NCES IPEDS data for Database/IT professionals


Personally, I am an IT professional worked in an education agency. (Have) Been in this position long enough and dealing with social science researchers a lot. One of the interesting observation is that even though the social science researcher dealing with data all the time, without the IT background still limited their ability to handle large amount of data efficiently. A lot of time, these staffs relied on expensive commercial software and computer hardware to perform their tasks. When leading projects, often times, they are limited by their vision to provide and deliver efficient data products.

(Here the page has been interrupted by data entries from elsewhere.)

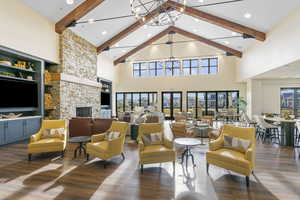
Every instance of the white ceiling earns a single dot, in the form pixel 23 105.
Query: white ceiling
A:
pixel 265 14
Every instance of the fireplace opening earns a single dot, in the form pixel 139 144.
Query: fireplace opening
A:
pixel 84 112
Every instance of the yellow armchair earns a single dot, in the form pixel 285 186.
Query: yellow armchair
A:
pixel 236 161
pixel 104 149
pixel 154 153
pixel 38 144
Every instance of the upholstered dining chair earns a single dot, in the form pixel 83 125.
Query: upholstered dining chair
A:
pixel 156 153
pixel 40 144
pixel 242 162
pixel 178 129
pixel 104 148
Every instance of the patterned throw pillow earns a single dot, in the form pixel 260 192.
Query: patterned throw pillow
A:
pixel 53 133
pixel 112 135
pixel 235 143
pixel 152 139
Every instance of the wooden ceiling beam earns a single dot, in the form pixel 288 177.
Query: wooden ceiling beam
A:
pixel 129 30
pixel 181 32
pixel 207 41
pixel 76 14
pixel 218 21
pixel 143 45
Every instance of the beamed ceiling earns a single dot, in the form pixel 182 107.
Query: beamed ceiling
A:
pixel 194 22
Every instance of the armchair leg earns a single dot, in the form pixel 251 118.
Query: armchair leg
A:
pixel 207 168
pixel 174 166
pixel 29 157
pixel 247 181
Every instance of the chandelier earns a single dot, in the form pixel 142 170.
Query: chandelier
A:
pixel 166 15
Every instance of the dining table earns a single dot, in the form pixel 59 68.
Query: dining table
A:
pixel 287 130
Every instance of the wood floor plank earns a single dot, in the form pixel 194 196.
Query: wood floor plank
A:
pixel 47 176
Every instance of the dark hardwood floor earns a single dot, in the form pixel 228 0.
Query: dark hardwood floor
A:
pixel 47 176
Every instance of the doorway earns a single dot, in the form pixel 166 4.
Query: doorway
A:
pixel 171 103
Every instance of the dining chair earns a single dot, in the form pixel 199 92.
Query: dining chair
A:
pixel 268 130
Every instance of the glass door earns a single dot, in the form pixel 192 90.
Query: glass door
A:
pixel 171 103
pixel 201 104
pixel 191 103
pixel 211 103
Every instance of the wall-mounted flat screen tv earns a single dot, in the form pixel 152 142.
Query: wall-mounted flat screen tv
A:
pixel 18 94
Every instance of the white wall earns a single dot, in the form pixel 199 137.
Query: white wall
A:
pixel 107 70
pixel 25 30
pixel 263 96
pixel 280 48
pixel 224 80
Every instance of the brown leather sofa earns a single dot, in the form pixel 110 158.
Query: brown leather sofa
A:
pixel 86 126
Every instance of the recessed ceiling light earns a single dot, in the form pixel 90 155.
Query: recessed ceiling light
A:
pixel 234 33
pixel 91 21
pixel 70 2
pixel 247 15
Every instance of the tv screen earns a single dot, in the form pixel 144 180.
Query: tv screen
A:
pixel 18 94
pixel 105 98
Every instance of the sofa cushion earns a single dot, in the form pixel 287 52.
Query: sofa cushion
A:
pixel 53 133
pixel 80 127
pixel 98 146
pixel 229 156
pixel 49 142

On the other hand, people with strong IT training can have better visions on how things work and know the real limits of things and set the goals that others can't - I love this Elon Musk story Simple math is why Elon Musk’s companies keep doing what others don’t even consider possible, where Physics is said to be applied first, which is the fundamental that dictated the limits. The value of a real STEM training is the vision and the know of limits. Apply to the data processing, the IT is the know.

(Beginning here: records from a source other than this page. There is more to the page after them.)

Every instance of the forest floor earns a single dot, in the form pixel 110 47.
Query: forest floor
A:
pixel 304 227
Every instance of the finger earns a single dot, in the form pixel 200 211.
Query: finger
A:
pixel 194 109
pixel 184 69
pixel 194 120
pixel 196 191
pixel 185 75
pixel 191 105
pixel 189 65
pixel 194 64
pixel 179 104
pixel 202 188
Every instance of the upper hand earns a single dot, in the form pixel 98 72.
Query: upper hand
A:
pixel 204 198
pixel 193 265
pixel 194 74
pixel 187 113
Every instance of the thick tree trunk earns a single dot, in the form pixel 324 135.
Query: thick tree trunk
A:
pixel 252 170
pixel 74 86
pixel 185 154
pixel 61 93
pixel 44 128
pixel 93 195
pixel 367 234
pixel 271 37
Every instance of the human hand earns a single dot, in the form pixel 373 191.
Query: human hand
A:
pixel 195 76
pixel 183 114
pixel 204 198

The Integrated Postsecondary Education Data System (IPEDS) refers to a set of data collected from a large set of Postsecondary Education Institutions of United States. The survey is conducted by the National Center for Education Statistics. The data collected is available for anyone's use. For causal use, you can easily obtained the data you are interested in, manually. However, as we all know, the real power of data multiplied if you can have all the data in one place in a readily to be used state. Yes, most likely we are talking about a database.

Glance over the data retrieval option offered by NCES/IPEDS, the 'Complete data files' option seems to be the best way to retrieve the whole IPEDS data set. Practicing a bit manually, you soon realize that manually select and download will still take you a long time to even download the file let alone importing them.

With enough IT knowledge, a reasonable approach to this problem could be: 1) Save the download page; 2) Make minimal fixes to the page so that it conform to XML; 3) Device a short XSLT translation script; 4) Copy the translated page into database; 5) With the list of file to download on hand, wrote scripts to download files automatically.

In addition to the above implementation, to facilitate the continuity of time available for download, a scheduling mechanism is also implemented.